What i have offered above is to show the increase in the exploitation of pelagic fish sources by the Japanese in relatively recent times, within a century or less. It might be possible to show the same increase in the exploitation of these sources by other nations. If one does not wish to call it cultural, it still cannot be ignored that nations have chosen to exploit this resource, and i don't see any compelling evidence provided here that this is the only source nations may turn to.
0 Replies
 
Setanta
 
  0  
Reply Sun 28 Feb, 2010 06:40 am
@farmerman,
There seem to be an awful lot of political agendas in play, too, and in the whaling threads that is starkly evident.
farmerman
 
  0  
Reply Sun 28 Feb, 2010 09:06 am
@Setanta,
Agreed, but I wanna keep these separate ifn I can. Then I cannot be accused of being duped by a cute fuzzy fish or lobster. Im more amazed at how we wish to oversimplify these things. Black or white, no greys.

I think we all recognize that ocean fish is a major staple in world diets. The real point is that noone , save a few , give a tinkers damn about the real issues of sustainability. Its all about the catch today and about how ceratin populations need their fish to survive. We have an entire industry of aquaculture that the Japanese were busy piloting during the early 20th century. They can easily use their management skills to export the technology to countries where they can partner with the locals to grow and produce world feeding fish stocks like halibut, pollock, and shellfish .

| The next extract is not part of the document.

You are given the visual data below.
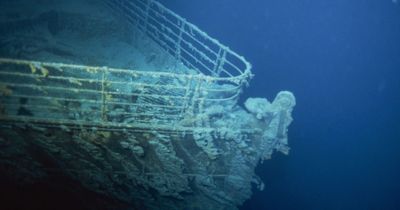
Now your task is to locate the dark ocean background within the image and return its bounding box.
[161,0,400,210]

In the US , of our 80% of fish imports (most of which is shrimp and presssed "fake lobster and crab" Over half are from aquaculture sources WE import farm raised salmon, halibi=ut, flounder, shrimp shrimp,crab and some oysters and clams. Soon the artificially sustained , farm raised fish will be optimized for all the world to take, thus obviating all the ocean bottom vacuuming and crashing fish stocks.